BRIEF DESCRIPTION OF THE DRAWINGS
[0032] The accompanying drawings are included to provide a further
understanding of the invention, and are incorporated in and
constitute a part of this specification. The drawings illustrate
embodiments of the invention and, together with the description,
serve to explain the principles of the invention.
[0033] FIG. 1 is a three-dimensional schematic of a known fin-type
field effect transistor.
[0034] FIG. 2A to FIG. 2D are cross-sectional schematics of the
manufacturing process of a fin-type field effect transistor of the
first embodiment of the invention shown with reference to line I-I
in FIG. 1.
[0035] FIG. 3A to FIG. 3D are cross-sectional schematics of the
manufacturing process of the fin-type field effect transistor of
the first embodiment of the invention shown with reference to line
II-II in FIG. 1.
[0036] FIG. 4A is a cross-sectional schematic of the fin-type field
effect transistor of the second embodiment of the invention shown
with reference to line I-I in FIG. 1.
[0037] FIG. 4B is a cross-sectional schematic of the fin-type field
effect transistor of the second embodiment of the invention shown
with reference to line II-II in FIG. 1.
[0038] FIG. 5A is a cross-sectional schematic of the fin-type field
effect transistor of the third embodiment of the invention shown
with reference to line I-I in FIG. 1.
[0039] FIG. 5B is a cross-sectional schematic of the fin-type field
effect transistor of the third embodiment of the invention shown
with reference to line II-II in FIG. 1.
[0040] FIG. 6 is a cross-sectional schematic of the fin-type field
effect transistor of the fourth embodiment of the invention shown
with reference to line II-II in FIG. 1.
[0041] FIG. 7 is a cross-sectional schematic of the fin-type field
effect transistor of the fifth embodiment of the invention shown
with reference to line II-II in FIG. 1.
[0042] FIG. 8 is a cross-sectional schematic of the fin-type field
effect transistor of the sixth embodiment of the invention shown
with reference to line II-II in FIG. 1.
DESCRIPTION OF THE EMBODIMENTS
[0043] FIG. 2A to FIG. 2D are cross-sectional schematics of the
manufacturing process of a fin-type field effect transistor of the
first embodiment of the invention shown with reference to line I-I
in FIG. 1. FIG. 3A to FIG. 3D are cross-sectional schematics of the
manufacturing process of the fin-type field effect transistor of
the first embodiment of the invention shown with reference to line
II-II in FIG. 1. First, referring to both FIG. 2A and FIG. 3A, an
oxide semiconductor protrusion 202 is formed on an oxide substrate
200, and a source/drain material layer 204 is formed on the oxide
semiconductor protrusion 202. In an embodiment, the oxide substrate
200 is, for instance, formed by stacking a plurality of oxide
layers on a silicon substrate, and the oxide layers can include an
aluminum oxide layer, a silicon oxide layer, a hafnium oxide layer,
and a silicon oxide layer from the silicon substrate up in order,
but the invention is not limited thereto.
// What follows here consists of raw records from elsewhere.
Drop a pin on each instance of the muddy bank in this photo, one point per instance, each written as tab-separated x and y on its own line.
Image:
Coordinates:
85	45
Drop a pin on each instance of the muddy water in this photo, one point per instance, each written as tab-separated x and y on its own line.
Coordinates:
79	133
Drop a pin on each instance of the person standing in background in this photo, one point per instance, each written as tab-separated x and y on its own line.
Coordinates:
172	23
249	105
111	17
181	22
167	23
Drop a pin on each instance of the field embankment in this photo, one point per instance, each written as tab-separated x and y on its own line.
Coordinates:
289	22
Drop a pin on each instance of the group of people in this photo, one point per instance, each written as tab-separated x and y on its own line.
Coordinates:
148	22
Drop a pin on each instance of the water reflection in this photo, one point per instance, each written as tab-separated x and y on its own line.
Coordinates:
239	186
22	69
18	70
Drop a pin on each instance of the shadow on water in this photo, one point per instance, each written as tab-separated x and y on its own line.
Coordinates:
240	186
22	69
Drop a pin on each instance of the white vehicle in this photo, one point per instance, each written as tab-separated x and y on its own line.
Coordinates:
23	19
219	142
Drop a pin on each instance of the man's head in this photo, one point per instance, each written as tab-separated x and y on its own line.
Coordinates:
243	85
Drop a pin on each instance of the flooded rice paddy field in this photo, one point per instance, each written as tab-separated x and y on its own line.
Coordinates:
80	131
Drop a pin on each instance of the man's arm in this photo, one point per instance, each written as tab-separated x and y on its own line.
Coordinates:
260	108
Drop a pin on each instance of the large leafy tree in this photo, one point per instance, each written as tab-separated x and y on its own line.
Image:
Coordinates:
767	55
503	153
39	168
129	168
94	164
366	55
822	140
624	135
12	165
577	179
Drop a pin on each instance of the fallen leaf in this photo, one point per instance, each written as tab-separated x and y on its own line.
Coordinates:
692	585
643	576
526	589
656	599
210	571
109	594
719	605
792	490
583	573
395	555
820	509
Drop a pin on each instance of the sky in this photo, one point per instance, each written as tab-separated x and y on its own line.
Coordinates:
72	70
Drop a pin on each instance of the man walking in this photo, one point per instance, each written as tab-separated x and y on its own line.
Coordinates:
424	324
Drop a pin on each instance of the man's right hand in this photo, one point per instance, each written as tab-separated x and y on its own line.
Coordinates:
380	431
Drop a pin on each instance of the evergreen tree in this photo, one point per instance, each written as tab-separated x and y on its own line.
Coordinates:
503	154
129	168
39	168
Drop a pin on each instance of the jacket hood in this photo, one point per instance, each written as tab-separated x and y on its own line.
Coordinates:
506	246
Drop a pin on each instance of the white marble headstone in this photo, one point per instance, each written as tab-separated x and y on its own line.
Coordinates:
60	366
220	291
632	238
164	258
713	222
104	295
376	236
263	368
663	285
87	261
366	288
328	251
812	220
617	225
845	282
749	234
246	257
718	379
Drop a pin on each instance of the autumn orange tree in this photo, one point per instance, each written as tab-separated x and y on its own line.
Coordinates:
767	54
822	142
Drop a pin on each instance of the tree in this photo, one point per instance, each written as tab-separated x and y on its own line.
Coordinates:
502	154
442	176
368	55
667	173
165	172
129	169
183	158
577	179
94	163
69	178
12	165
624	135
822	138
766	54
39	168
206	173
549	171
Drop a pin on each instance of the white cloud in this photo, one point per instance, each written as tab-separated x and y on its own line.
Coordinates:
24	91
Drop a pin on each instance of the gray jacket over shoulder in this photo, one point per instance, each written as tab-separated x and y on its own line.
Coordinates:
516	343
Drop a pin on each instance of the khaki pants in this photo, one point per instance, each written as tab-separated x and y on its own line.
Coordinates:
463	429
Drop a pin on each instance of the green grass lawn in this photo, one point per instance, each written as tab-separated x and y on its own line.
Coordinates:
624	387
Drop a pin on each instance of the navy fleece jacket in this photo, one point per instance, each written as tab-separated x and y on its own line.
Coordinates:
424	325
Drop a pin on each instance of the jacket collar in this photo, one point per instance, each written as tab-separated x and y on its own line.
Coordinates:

In the present
embodiment, the oxide semiconductor protrusion 202 includes an
oxide semiconductor layer 202a and an oxide semiconductor layer
202b stacked on each other. The material of each of the oxide
semiconductor layer 202a and the oxide semiconductor layer 202b can
be an oxide material containing In and Zn and selected from one of
the group consisting of Al, Ti, Ga, Y, Zr, Sn, La, Ce, and Hf.
Moreover, in another embodiment, the oxide semiconductor protrusion
202 can also be a single-layer structure. The material of the
source/drain material layer 204 is, for instance, a metal. In the
present embodiment, the material of the source/drain material layer
204 is tungsten.
[0044] In the present embodiment, the oxide semiconductor layer
202a, the oxide semiconductor layer 202b, and the source/drain
material layer 204 are, for instance, comprehensively formed on the
oxide substrate 200 in order via a method of deposition. Then, a
patterning process is performed on the oxide semiconductor layer
202a, the oxide semiconductor layer 202b, and the source/drain
material layer 204 to form the oxide semiconductor protrusion 202
and the source/drain material layer 204 located thereon.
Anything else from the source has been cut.